In fact, Kyl started his political career working for the Greater Phoenix Chamber of Commerce, roaming the halls of the Arizona Legislature to line up vote for business-backed bills.

Since 2013, Kyl has been at the lobbying firm of Covington & Burlington, a firm whose clients include defense contractors and pharmaceutical companies, all industries that have issues that are likely to come before Congress when he is back there.

Kyl did not hang around long enough at Tuesday's press conference to answer questions about how any of his paying clients will affect his decisions.

Earier this year, Facebook tapped Kyl to look at complaints of alleged liberal bias, both on the web site and internally, a job he will now have to give up.

The appointment drew generally predictable statements of support. Of note was the mention of Kyl being an abortion foe.

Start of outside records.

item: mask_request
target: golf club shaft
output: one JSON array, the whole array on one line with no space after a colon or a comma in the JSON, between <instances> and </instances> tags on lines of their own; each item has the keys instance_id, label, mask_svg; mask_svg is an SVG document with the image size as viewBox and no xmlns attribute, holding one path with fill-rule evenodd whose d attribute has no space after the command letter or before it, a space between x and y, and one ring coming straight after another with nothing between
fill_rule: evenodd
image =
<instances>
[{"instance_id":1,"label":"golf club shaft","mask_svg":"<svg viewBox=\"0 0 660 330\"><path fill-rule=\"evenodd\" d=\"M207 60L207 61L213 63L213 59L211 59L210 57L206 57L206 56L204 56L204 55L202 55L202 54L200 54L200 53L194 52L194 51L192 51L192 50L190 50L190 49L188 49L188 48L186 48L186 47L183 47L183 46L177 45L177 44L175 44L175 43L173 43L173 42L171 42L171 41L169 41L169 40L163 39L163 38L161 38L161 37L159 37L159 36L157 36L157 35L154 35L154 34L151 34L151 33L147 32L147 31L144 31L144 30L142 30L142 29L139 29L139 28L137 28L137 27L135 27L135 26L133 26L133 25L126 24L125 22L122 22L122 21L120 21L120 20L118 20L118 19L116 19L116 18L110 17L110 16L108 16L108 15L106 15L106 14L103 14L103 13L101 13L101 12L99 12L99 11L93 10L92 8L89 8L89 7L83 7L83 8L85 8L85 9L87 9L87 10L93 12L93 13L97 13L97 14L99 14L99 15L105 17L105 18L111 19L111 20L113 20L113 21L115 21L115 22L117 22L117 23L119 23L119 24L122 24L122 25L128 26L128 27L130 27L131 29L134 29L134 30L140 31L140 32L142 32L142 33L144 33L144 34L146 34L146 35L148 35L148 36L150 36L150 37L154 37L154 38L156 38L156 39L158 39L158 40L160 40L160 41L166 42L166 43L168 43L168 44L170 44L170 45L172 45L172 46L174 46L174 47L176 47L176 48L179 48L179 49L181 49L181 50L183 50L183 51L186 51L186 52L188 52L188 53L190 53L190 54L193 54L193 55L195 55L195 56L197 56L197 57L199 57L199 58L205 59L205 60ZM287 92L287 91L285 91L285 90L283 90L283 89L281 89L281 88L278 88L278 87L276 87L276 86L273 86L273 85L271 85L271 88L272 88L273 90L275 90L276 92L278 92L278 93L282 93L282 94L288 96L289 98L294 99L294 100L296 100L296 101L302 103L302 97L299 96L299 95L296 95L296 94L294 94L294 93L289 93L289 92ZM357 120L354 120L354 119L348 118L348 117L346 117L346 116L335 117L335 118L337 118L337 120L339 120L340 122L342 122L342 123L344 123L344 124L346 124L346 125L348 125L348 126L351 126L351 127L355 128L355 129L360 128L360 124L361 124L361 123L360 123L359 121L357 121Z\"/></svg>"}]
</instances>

Congressman Andy Biggs cited Kyl's "pro-life track record.'' And Cathi Herrod, president of the anti-abortion Center for Arizona Policy said she has worked with closely with Kyl on many issues.

State House Speaker J.D. Mesnard called Kyl "a statesman and a gentleman.''

But the decision drew just lukewarm support -- if that -- from former Maricopa County Sheriff Joe Arpaio who just came in third in the three-way GOP primary to fill Flake's seat.

"Let's just say it's the governor's decision and leave it at that,'' Arpaio said.